Friday, January 1, 2010
Christmas 2c - Conclusion
Josh and I began 2010 at L.A. Fitness when it opened this morning at 8 AM. He went to lift weights and I went to play racquetball. I played a few games, losing badly but gracefully, when suddenly my right ankle decided it was done and refused to play any longer. I wish I could say it was after diving to return a shot or some other insane move but I can’t remember anything that could have caused it. One minute it was fully functional and then it said, “I quit.” In the past I would have just kept playing because I’ve been that stupid in the past, but now I’m older and weaker if not wiser so the rest of me said, “I’m done as well.” Dale and Butch offered no sympathy and said it was just because I was losing but I always lose to them so I ignored their taunting and limped off the court. I’m hoping my ankle ache is only temporary and will be better tomorrow so I can go to boot camp, but the last time this happened the only exercise I could do for a month was the stationary bike and we all know that doesn’t get you anywhere. The texts for Christmas 2c were written to encourage people who were waiting and hoping and praying that the pain and suffering of their present would not be permanent.
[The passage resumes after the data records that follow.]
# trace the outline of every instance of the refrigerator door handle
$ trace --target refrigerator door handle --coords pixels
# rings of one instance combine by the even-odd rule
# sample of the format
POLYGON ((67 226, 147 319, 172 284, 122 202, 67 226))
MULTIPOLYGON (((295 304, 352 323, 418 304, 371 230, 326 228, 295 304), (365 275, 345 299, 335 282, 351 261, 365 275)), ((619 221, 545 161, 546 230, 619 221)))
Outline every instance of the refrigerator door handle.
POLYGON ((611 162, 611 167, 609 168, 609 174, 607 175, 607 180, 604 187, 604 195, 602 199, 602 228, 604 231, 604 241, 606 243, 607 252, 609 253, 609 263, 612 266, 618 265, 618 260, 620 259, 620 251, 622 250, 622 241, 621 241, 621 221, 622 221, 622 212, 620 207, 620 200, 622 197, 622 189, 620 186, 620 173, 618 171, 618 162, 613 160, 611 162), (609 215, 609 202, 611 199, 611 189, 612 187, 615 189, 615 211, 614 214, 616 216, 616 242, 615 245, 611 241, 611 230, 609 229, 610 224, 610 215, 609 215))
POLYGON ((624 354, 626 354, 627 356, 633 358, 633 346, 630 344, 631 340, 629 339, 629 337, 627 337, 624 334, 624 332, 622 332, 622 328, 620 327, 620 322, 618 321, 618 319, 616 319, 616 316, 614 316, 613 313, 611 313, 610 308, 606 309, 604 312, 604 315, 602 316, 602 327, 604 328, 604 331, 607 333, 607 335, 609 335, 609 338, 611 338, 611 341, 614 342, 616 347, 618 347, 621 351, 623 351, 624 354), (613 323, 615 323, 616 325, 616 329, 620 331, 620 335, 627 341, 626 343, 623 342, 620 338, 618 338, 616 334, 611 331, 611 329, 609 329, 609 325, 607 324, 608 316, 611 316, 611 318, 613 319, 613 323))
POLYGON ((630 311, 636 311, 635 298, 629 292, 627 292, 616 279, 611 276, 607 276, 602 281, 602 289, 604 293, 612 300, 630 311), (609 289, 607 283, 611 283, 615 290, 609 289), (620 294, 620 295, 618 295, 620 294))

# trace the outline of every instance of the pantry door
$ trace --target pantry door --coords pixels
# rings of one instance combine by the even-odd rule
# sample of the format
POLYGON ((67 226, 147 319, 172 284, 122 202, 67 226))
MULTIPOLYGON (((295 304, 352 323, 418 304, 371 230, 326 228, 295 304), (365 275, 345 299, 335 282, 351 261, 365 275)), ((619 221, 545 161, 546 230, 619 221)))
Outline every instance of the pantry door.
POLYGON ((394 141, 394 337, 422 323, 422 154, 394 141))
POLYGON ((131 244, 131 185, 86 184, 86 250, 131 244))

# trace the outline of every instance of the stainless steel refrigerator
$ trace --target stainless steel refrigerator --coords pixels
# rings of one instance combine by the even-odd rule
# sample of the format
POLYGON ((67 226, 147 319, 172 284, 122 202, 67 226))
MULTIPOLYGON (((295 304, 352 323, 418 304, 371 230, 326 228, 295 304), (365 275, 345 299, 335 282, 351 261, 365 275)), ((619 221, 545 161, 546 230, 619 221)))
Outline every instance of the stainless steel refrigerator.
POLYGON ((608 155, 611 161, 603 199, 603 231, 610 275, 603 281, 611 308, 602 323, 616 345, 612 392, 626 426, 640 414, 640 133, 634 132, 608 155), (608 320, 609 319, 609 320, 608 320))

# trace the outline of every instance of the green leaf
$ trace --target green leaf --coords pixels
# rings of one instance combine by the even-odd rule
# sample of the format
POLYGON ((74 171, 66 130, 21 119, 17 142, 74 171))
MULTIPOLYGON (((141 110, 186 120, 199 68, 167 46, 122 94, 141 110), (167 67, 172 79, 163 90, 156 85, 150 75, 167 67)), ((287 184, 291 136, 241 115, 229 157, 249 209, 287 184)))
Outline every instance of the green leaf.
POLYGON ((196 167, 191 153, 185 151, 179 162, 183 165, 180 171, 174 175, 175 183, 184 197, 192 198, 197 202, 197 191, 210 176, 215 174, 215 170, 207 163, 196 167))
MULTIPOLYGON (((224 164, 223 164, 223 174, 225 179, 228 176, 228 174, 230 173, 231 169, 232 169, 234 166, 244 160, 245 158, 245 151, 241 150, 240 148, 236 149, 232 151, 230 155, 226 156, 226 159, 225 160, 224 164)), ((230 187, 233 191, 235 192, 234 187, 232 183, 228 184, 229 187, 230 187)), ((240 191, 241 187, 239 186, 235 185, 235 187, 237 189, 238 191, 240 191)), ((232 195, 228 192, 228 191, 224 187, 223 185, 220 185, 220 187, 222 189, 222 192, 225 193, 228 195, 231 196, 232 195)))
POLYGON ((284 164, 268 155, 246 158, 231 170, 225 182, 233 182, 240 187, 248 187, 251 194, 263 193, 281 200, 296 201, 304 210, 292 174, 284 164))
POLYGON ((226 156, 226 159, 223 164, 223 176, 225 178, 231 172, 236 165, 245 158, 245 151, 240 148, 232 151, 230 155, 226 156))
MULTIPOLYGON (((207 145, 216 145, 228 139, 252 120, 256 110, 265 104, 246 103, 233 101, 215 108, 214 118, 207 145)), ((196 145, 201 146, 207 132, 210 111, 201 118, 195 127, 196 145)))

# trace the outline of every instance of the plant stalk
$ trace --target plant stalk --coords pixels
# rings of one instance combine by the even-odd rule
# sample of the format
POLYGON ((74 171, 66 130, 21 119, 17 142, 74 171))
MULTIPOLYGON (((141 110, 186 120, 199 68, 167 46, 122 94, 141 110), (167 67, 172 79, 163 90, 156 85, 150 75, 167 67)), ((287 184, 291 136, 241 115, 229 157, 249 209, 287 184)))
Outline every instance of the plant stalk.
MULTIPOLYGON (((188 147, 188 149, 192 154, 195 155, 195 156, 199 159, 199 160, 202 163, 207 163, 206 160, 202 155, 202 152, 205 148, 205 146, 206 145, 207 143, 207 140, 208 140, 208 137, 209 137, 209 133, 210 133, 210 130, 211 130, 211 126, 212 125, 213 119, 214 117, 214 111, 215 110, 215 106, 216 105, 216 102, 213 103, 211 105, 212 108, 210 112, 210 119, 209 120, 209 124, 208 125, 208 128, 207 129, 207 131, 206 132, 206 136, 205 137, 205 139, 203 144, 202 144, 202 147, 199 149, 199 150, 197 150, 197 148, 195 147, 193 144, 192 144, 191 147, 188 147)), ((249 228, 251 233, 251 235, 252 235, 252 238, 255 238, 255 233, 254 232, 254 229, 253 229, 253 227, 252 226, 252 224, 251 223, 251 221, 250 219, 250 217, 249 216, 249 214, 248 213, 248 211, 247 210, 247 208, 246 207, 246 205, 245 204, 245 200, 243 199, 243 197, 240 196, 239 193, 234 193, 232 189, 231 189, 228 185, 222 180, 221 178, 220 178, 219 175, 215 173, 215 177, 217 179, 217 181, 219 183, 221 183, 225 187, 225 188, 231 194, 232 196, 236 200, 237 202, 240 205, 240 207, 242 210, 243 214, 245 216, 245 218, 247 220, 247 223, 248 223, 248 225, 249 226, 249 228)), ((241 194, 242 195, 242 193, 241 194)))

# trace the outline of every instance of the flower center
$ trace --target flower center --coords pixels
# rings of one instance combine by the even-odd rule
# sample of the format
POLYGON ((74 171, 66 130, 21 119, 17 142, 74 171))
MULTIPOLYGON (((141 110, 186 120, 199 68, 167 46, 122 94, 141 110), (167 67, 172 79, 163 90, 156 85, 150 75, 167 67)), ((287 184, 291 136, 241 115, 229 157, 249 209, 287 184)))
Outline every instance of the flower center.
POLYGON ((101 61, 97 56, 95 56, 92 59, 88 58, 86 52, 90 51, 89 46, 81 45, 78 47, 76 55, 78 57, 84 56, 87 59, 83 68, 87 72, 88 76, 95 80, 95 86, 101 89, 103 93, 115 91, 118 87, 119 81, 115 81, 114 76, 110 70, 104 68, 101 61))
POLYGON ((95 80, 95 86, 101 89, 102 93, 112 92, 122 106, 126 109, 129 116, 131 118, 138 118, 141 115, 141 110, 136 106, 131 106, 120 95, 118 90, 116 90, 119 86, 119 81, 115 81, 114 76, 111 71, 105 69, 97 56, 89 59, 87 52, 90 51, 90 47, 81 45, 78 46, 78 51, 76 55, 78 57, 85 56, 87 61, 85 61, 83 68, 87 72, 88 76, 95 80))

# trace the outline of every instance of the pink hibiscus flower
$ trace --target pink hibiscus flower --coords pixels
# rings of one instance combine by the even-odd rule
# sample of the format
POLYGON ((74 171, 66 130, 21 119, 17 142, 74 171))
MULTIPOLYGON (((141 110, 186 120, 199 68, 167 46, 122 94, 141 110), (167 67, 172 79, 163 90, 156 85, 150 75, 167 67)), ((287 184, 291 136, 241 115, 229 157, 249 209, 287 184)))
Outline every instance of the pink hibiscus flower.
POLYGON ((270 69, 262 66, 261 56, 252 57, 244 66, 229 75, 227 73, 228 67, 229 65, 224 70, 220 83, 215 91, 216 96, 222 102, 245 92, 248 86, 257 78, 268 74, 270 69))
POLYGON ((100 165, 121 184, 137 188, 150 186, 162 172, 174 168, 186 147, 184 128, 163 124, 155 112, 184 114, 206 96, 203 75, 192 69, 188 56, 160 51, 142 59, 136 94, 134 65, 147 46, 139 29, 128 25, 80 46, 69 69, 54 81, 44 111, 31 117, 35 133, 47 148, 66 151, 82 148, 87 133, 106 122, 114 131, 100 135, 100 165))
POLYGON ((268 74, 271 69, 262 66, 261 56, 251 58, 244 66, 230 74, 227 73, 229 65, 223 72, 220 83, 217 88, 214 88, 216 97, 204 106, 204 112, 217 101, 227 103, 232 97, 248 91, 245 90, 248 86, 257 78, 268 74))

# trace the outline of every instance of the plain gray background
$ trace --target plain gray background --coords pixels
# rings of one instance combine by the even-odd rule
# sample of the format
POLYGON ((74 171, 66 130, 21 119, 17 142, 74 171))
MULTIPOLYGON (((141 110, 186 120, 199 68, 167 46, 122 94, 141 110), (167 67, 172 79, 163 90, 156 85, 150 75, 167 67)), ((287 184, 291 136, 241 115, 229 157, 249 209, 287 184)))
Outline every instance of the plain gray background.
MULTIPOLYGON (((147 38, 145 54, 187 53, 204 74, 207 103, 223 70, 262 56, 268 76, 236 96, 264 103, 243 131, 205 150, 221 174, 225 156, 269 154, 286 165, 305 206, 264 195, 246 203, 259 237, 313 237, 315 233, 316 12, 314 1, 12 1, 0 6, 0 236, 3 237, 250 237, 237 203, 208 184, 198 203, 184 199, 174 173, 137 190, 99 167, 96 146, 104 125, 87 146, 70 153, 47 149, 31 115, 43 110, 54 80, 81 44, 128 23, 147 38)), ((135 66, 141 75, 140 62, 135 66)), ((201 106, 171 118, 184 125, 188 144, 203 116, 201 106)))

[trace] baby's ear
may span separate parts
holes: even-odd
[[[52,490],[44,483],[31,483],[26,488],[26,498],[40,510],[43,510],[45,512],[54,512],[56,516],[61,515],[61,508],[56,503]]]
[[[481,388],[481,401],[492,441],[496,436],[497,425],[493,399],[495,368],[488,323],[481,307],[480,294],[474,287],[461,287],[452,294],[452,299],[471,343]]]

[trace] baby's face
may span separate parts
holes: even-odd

Jeremiah imagines for those held captive a day of return with rejoicing where the young dance and the old make merry. The psalmist sings in a snowstorm of security and peace and plenty for Israel. Paul and the Ephesians, facing imprisonment and violent persecution, are encouraged by the word of hope. You were chosen before the foundation of the world and destined for an imperishable inheritance for the praise of God’s glory. And in the Gospel the Word upon whom all the promises of God depend shines into the darkness of death itself and is not overcome. Last week we sang of Bethlehem, the hopes and fears of all the years have met in thee tonight. That is not a bad way to enter 2010 for when this Hope meets our fear hope springs eternal – even if for the time being my ankle won’t.